9/11 was good for the Muslim world
CAIRO — Now that we've had a fourth anniversary of the Sept. 11 attacks, I can say it: 9/11 was good for the Muslim world.
Osama bin Laden and Co. did the Muslim world a favor. They shook it free of the defensiveness and denial that for decades had overshadowed an essential conversation about our religion and what had become of it.
That was not their goal, of course. They assumed the sight of the Twin Towers collapsing in New York City would spur other jihadis to outdo or at least match their bloodletting. Some have tried. But a young Muslim man I met recently convinced me that 9/11 had set others on a different course altogether.
Two years ago, when he was just 19, Fouad Gehad went to an Afghan refugee camp. He was not looking for directions to Al Qaeda but to speak to Afghan refugees who had seen Al Qaeda's leader.
"My mission in life is to prove Osama bin Laden exists," Fouad told me. To that end, he a shot videotape of refugees recounting their stories of bin Laden and on his return to Egypt paid out of his own pocket to rent an auditorium and a projection screen to show fellow Egyptians his footage.
Fouad was fed up with the conspiracy theories that painted bin Laden as an American invention. Even after Al Qaeda released a videotape celebrating the attacks, some Muslims thought bin Laden was an American agent who shot his videos in an American studio with a poster of the Afghan mountains as a backdrop.
Proving the existence of bin Laden was Fouad's way of holding up a mirror to the Muslim world to make it see what it had refused to acknowledge for too long. He had initially gone to Iran to see the effects of political Islam on that country and got firsthand accounts from Iranians and the Afghans he met at the refugee camp.
Fouad explained: "9/11 started the questions - is it Islam? Is it Muslims? Is it something in the Koran? What is it that led to 9/11?"
When I say that 9/11 was good for the Muslim world, I have not flippantly forgotten the awful loss of life on that day. When I say the attacks were good for Muslims, I do not regard with complacency the lives lost in the war on Afghanistan and the war on Iraq, which the Bush administration disastrously linked to the 9/11 attacks.
And when I say that 9/11 was good for Muslims I have not forgotten the curtailed civil liberties in the US, the thousands of Muslim men detained and deported on minor immigration violations, and the higher levels of Islamophobia.

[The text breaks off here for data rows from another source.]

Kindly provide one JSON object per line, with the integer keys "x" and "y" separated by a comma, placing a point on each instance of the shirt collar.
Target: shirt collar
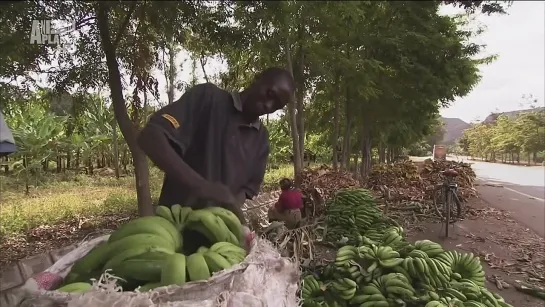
{"x": 238, "y": 105}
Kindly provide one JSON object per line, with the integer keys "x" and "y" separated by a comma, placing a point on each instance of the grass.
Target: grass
{"x": 60, "y": 199}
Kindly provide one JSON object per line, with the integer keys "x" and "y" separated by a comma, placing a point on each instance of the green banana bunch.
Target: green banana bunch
{"x": 77, "y": 287}
{"x": 345, "y": 255}
{"x": 345, "y": 288}
{"x": 311, "y": 287}
{"x": 369, "y": 296}
{"x": 435, "y": 303}
{"x": 231, "y": 252}
{"x": 431, "y": 248}
{"x": 466, "y": 265}
{"x": 396, "y": 286}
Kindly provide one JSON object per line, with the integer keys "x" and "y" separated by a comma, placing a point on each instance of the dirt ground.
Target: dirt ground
{"x": 508, "y": 250}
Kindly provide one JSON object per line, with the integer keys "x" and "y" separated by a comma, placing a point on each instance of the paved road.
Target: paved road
{"x": 518, "y": 189}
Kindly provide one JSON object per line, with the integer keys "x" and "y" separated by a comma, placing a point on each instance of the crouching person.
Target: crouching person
{"x": 289, "y": 205}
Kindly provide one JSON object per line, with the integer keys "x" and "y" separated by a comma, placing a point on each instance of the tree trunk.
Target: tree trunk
{"x": 171, "y": 72}
{"x": 77, "y": 160}
{"x": 336, "y": 123}
{"x": 116, "y": 149}
{"x": 141, "y": 170}
{"x": 297, "y": 161}
{"x": 381, "y": 152}
{"x": 300, "y": 81}
{"x": 365, "y": 152}
{"x": 347, "y": 131}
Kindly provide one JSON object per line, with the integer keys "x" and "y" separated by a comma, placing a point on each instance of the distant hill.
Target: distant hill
{"x": 454, "y": 128}
{"x": 492, "y": 117}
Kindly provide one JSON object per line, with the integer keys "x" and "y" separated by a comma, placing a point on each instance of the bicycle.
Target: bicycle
{"x": 447, "y": 204}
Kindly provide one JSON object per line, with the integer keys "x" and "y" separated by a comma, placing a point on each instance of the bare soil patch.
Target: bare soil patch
{"x": 508, "y": 250}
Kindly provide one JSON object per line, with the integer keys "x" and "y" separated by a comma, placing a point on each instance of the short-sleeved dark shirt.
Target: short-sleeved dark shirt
{"x": 206, "y": 128}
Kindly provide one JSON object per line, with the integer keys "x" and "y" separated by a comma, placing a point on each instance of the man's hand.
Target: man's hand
{"x": 218, "y": 193}
{"x": 248, "y": 238}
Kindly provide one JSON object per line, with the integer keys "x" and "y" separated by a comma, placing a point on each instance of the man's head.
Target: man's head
{"x": 285, "y": 184}
{"x": 270, "y": 91}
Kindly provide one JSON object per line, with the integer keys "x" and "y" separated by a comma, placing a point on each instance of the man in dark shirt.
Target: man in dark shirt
{"x": 211, "y": 144}
{"x": 289, "y": 205}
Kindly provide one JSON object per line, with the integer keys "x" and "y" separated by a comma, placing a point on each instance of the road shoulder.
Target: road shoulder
{"x": 508, "y": 250}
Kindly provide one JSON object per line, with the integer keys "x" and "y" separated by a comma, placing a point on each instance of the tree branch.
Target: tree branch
{"x": 123, "y": 26}
{"x": 203, "y": 62}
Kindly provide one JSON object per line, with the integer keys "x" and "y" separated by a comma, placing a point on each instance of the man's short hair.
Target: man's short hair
{"x": 285, "y": 183}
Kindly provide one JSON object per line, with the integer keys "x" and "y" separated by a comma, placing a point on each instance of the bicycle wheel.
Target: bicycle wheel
{"x": 438, "y": 201}
{"x": 455, "y": 208}
{"x": 447, "y": 210}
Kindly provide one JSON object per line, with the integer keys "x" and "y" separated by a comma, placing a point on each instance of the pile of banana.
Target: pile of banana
{"x": 370, "y": 275}
{"x": 383, "y": 269}
{"x": 148, "y": 252}
{"x": 349, "y": 213}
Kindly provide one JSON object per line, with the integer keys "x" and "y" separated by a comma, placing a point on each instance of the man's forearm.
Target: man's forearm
{"x": 157, "y": 147}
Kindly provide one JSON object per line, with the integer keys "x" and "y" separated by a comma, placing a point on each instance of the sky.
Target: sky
{"x": 518, "y": 39}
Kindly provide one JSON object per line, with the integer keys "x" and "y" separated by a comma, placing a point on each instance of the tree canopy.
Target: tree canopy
{"x": 370, "y": 75}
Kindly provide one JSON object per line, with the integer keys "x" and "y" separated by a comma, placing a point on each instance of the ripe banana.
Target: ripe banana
{"x": 77, "y": 287}
{"x": 149, "y": 286}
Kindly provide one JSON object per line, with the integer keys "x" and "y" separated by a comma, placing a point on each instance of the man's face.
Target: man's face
{"x": 269, "y": 99}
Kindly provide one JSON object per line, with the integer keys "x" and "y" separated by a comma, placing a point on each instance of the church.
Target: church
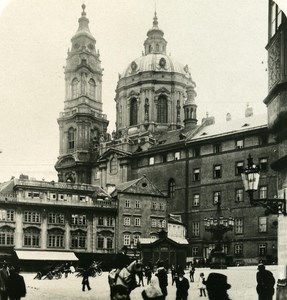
{"x": 188, "y": 166}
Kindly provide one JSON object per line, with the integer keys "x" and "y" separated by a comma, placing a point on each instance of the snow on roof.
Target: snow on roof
{"x": 229, "y": 127}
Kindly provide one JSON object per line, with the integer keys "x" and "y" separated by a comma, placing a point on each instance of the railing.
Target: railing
{"x": 53, "y": 184}
{"x": 75, "y": 111}
{"x": 8, "y": 197}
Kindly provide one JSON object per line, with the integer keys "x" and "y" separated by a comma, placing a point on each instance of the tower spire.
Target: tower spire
{"x": 155, "y": 42}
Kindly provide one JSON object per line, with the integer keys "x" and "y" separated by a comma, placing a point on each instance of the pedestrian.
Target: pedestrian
{"x": 85, "y": 281}
{"x": 67, "y": 269}
{"x": 153, "y": 290}
{"x": 191, "y": 274}
{"x": 119, "y": 292}
{"x": 182, "y": 286}
{"x": 217, "y": 286}
{"x": 161, "y": 273}
{"x": 4, "y": 274}
{"x": 148, "y": 274}
{"x": 140, "y": 276}
{"x": 201, "y": 285}
{"x": 173, "y": 274}
{"x": 265, "y": 283}
{"x": 16, "y": 287}
{"x": 121, "y": 261}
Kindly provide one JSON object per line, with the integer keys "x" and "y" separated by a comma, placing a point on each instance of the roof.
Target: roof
{"x": 46, "y": 255}
{"x": 151, "y": 62}
{"x": 141, "y": 185}
{"x": 147, "y": 241}
{"x": 230, "y": 127}
{"x": 9, "y": 186}
{"x": 174, "y": 219}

But I look above and beyond these tragedies to the importance of Fouad's questions. We are all too familiar with the young men who set out looking for holy war but we hear little of the young Muslim men and women who have set off in the opposite direction, determined to find their own answers.
Sept. 11 and subsequent attacks in Europe and the Middle East put into starkly horrific relief ideas such as "jihad" and "infidel" which for too long were too meekly challenged in the Muslim world.
Tackling those ideas head-on and asking Fouad's questions is good for everyone, not just the Muslim world. But ordinary Muslims are more likely to join the debate and try to answer the questions when fellow Muslims are the ones asking them.
The questions and debates sparked by 9/11 also render ineffectual the "us" and "them" offered by both President Bush and bin Laden. We have all been victims of terrorism, East and West, Muslim and non-Muslim. Whenever I hear an American anchorperson ask an analyst "Why do they hate us?" I find myself exclaiming, "They hate me, too."
It is important for everyone to hear Muslims make this point.
For years, non-Muslim writers dissected the Muslim world and told "our" story for us. But now when I walk into a bookshop in New York it is encouraging to see that books about Muslim issues have moved from the tiny shelf space they once occupied to the new releases section, and more important that several of those new titles are written by Muslims.
The conversation about whither Islam cannot take place above our heads. We need more Muslims on the opinion pages, on the title page of books, as analysts on news shows, and as screenwriters behind the movies.
There's nothing worse than being ignored. Not only are you rendered invisible but your absence allows others to fill in the lines for you. As a Muslim, I want neither bin Laden nor non-Muslims filling in those features for me.
The more Muslims ask the questions, lead the debates, and hold the mirror up to ourselves, the more you will hear about young men like Fouad, who do not tread the tired and bloody jihad path but forge their own trails toward telling the truth to the Muslim world.
• Mona Eltahawy, based in New York, is a columnist for the pan-Arab Asharq al-Awsat newspaper.